Gaya
La nuova generazione di cartoni animati fatti con la tecnica del tridimensionale colpisce ancora, stavolta però in Europa. E così, contemporaneamente allo schiacciasassi della Dreamworks "Madagascar" esce "Gaya", una coproduzione spagnola/tedesca/inglese diretta dal britannico Leonard Fritz Krawinkel, e realizzata da un team di 75 esperti in computer animation.

La piccola cittadina di "Gaya" è un posto fantastico in cui governa un sindaco buono e la vita si passa allegramente tra feste e tornei. Quando però le viene rubata la "dalamite", una piccola pietra capace di dare energia a tutto la zona, la situazione diventa drammatica, e così sei piccoli Goyani se ne mettono alla ricerca. L'indagine li porta in nuovo mondo: quello reale. "Gaya" infatti non è altro che un programma televisivo di cui loro sono stati per anni i protagonisti...

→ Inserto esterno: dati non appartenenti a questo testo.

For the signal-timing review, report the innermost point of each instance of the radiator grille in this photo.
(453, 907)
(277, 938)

Quello di Gaya è un mondo fantasy. Questa piccola cittadina popolata da omini dalle orecchie orizzontali, non può che ricordare la fantasia di Tolkien e del suo "Signore degli anelli". Ricorre poi anche qui l'espediente della compagnia che va in viaggio "tutti per uno, uno per tutti", così come le soluzioni "estetiche " scelte per la rappresentazione della cittadina, che sembra proprio il paese di Frodo e degli altri Hobbit. Il vero limite della pellicola è, comunque sia, il ritmo. Fin dalle prime scene la narrazione procede compassata, come se non la stessimo vedendo, ma ci fosse letta da un libro. Succede così che le situazioni comiche non facciano ridere, i paesaggi non affascinino, e le belle musiche del Premio Oscar Michael Kamen (che nel frattempo è morto) risultino fuori contesto. Che non si diverta il genitore lo si mette sempre in conto (seppur gli ultimi cartoni animati stiano smentendo sempre più quest'idea), ma qui il rischio è che pure il bambino si annoi. Rimane la morale della favola: l'importanza del libero arbitrio e la televisione ammazza cultura di oggi.

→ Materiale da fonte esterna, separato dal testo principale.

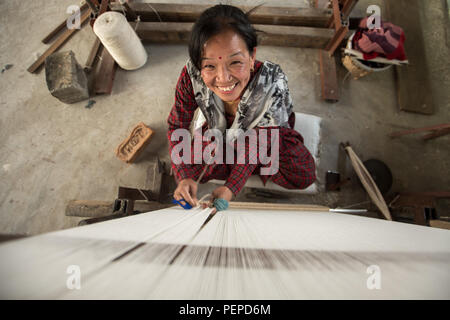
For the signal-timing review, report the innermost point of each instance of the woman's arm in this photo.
(180, 117)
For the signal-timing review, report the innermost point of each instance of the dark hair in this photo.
(215, 20)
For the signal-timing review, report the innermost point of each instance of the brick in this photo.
(132, 146)
(65, 78)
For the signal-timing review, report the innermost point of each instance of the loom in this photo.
(235, 254)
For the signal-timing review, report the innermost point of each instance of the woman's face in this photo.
(226, 64)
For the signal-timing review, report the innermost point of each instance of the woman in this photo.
(235, 91)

Curiosità: la voce della principessa Alanta, che nella versione italiana appartiene a Natalia Estrada, in quella originale è dell'attrice inglese Emily Watson, che fra poco sentiremo anche nel cartone animato (non uno qualsiasi): "La sposa cadavere" di Tim Burton. Che abbia abdicato alla carriera recitativa?

La frase: "Tutto quello che voglio è un bacio. Ma se lei mi guarda così male, non troverò mai il coraggio di chiederglielo".